信仰ではなく自己研鑽 | 仏光さんの心の相談室
2014-05-23 05:47:16

信仰ではなく自己研鑽

テーマ:お釈迦様の教え
お釈迦様が2500年前に説いた本来の仏教の特徴は、何か神秘的な力を信じ崇拝するのではなく、生きていく上での様々な苦をあくまで自分の問題として捉えて、自分を研鑽していくことによりこのような人生の問題を解決しようとするものです。人知を超えた神秘的な力にすがるという事がお釈迦様の仏教には全く無いのですね。だから何かを崇拝して救いを求めるという要素が全く無いのです。お釈迦様が伝えているのは自分の心を研鑽するトレーニングシステムです。だから神秘的なものの存在を信じ、その神秘的な力に頼り崇拝するという他の宗教とは全く違います。このような意味では仏教は宗教とは言えないかも知れません。

もちろん仏教も後の坊主によって、「仏像などを拝むとご利益がある」みたいに捻じ曲げられて日本に伝わってきました。今でもそのようなものが仏教であると思っている坊主や一般の人も多いです。だから中には仏像などを拝んで「癒し、救い、フニャ~」と思っている人も居ます。でもお釈迦様の時代の本来の原始仏教は自分を研鑽することにより人生の様々な問題を解決しようとするものなのです。今の仏教ともっと端的な違いは、お釈迦様は自分の弟子たちに「修行するものは人の葬儀などをしてはならない」と言っておられます。今の日本の仏教とはえらい違いですね。

心を研鑽するトレーニングシステムというお釈迦様本来の教えに最も近いのが禅です。正しい禅の修業はそれこそ自分の心のトレーニングシステムなのですね。自分の心を正しく研鑽することで人生の多くの問題を解決することができます。要するに他に頼るのではなく、自分の問題解決能力を発達させるのです。人生には色々な問題が起こりますが、それを一つ一つ解決していける能力を自分が持つと、結果的に心は平穏に生活できるようになっていくのですね。私がどん底の人生から今のようにまあまあ平穏に生活できるようになれたのは、坐禅の修行をしたお陰です。だから禅とは教科書が「仏法」で、勉強するという行為が「坐禅」なのです。坐禅の修行を通して仏法を学ぶのです。

お釈迦様が何か神秘的な存在や力に頼ることを戒めた言葉に次のようなものがあります。

「恐怖に駆られた人々は、山に、林に、園地に樹木に霊域にと、様々な場所に救いを求めようとする。しかしそれは安息な救済所ではない。それは最上の救済所ではない。そのような救済所に来たところで、全ての苦しみから逃れることなどできないのだ。」(ブッダ真理の言葉 佐々木閑)
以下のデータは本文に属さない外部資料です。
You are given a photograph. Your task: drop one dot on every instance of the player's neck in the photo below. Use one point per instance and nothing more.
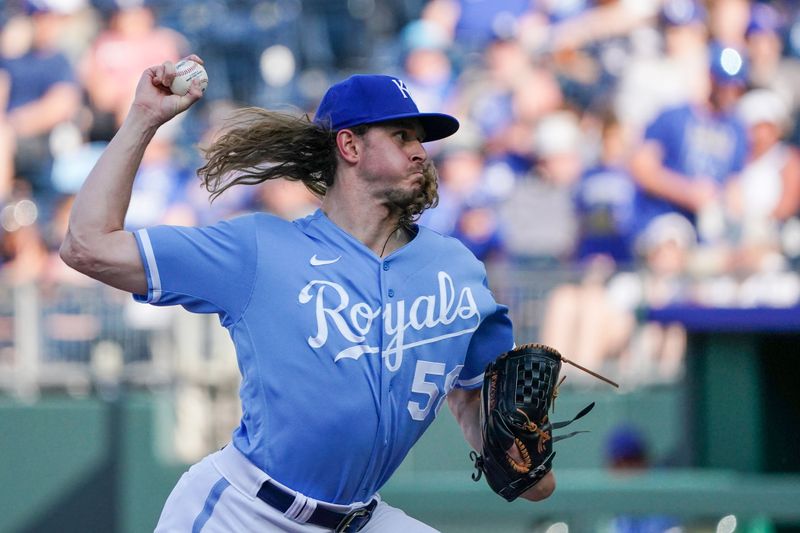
(367, 221)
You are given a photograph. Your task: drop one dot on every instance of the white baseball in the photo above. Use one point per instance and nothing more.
(187, 70)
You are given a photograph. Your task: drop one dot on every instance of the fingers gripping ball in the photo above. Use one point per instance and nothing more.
(187, 70)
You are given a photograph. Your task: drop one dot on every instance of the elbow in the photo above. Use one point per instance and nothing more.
(75, 255)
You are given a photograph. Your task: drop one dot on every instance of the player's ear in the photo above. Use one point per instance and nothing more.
(348, 144)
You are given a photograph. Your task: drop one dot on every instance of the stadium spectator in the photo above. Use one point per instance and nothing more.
(690, 151)
(671, 76)
(604, 201)
(540, 215)
(771, 68)
(767, 191)
(42, 93)
(132, 33)
(596, 319)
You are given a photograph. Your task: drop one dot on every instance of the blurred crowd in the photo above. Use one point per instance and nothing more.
(650, 145)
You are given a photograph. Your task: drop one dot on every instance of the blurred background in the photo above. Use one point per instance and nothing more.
(627, 169)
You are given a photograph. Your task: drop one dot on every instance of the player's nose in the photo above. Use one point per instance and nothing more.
(418, 153)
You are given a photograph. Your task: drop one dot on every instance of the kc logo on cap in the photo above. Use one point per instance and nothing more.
(369, 99)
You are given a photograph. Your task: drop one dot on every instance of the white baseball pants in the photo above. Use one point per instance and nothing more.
(218, 495)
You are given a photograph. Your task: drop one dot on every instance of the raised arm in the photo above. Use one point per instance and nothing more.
(96, 243)
(465, 405)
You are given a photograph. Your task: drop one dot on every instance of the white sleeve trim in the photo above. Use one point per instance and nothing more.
(155, 279)
(464, 383)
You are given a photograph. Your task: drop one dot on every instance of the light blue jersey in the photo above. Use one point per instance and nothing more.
(345, 357)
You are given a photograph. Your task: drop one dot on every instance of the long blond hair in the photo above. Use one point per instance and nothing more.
(259, 145)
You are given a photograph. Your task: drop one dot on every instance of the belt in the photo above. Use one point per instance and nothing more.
(338, 522)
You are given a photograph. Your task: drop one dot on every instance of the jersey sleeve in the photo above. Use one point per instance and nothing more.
(493, 337)
(206, 270)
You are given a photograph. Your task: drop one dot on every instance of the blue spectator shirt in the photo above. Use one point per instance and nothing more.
(696, 144)
(605, 198)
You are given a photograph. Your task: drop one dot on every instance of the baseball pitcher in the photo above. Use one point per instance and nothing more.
(352, 326)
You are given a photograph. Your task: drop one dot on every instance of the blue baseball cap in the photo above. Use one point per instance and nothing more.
(369, 99)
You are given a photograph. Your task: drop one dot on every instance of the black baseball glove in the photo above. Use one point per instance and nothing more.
(519, 389)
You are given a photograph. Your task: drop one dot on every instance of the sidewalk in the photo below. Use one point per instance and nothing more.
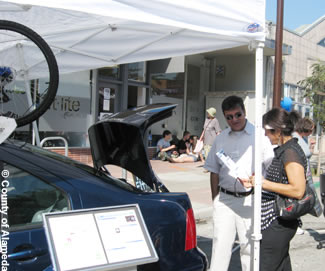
(189, 178)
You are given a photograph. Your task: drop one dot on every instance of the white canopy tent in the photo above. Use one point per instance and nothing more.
(87, 35)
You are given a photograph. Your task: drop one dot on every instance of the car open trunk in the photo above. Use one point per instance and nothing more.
(119, 140)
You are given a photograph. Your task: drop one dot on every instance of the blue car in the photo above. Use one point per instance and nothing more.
(35, 181)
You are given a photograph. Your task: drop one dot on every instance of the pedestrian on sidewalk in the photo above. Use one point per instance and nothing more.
(211, 129)
(304, 128)
(184, 144)
(232, 156)
(164, 148)
(285, 176)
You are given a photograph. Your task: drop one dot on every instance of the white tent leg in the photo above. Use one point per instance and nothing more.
(257, 236)
(29, 97)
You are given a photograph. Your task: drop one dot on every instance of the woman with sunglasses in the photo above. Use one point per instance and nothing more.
(285, 176)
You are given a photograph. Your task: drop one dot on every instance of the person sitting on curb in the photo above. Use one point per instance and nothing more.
(183, 144)
(164, 149)
(188, 157)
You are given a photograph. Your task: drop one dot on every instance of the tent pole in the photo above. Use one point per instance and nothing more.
(257, 236)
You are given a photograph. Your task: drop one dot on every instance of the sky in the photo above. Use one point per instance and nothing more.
(296, 12)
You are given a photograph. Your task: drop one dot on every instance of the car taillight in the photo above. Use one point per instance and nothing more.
(190, 239)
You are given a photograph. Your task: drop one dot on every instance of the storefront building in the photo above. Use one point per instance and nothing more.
(194, 83)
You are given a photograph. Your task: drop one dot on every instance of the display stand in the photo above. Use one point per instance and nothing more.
(110, 238)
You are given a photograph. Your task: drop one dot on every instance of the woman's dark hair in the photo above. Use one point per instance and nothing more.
(166, 132)
(232, 102)
(280, 119)
(305, 125)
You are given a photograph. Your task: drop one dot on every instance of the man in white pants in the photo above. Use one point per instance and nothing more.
(231, 157)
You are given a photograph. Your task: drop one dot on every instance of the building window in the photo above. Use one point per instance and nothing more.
(168, 84)
(110, 72)
(137, 71)
(322, 42)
また自分の心の研鑽や日頃の生活態度についてお釈迦様はこのようにも説いておられます。

「努め励むことは、死を離れた境地である。怠りなまけることは、死んでいる境地である。努め励んでいる人々は死ぬことがなく、怠りなまけている人たちは死んでいるようなものだ。」

「自分で自分を叱咤せよ。自分で自分を制御せよ。比丘よ(修行者よ)、自分を護り正しい思いを持ち続けるならば、お前は安楽に過ごすことができるであろう。」
(ブッダ真理の言葉 佐々木閑)

私は全くその通りだと思います。だから自分のしなければならない仕事や坐禅を淡々と毎日することが私にとっては心を平穏にして生活していく道なのですね。もちろん人間ですから道から外れることもあります。でも、自分の非に気づいたら自分で自分を改善すれば良いのですね。自分が自分の救済者です。私は自分自身が経験した本来の「救い」を多くの人に伝えたいと思っています。そして一人でも多くの人がお釈迦様の教えに触れて平穏な人生を送られることを心から願います。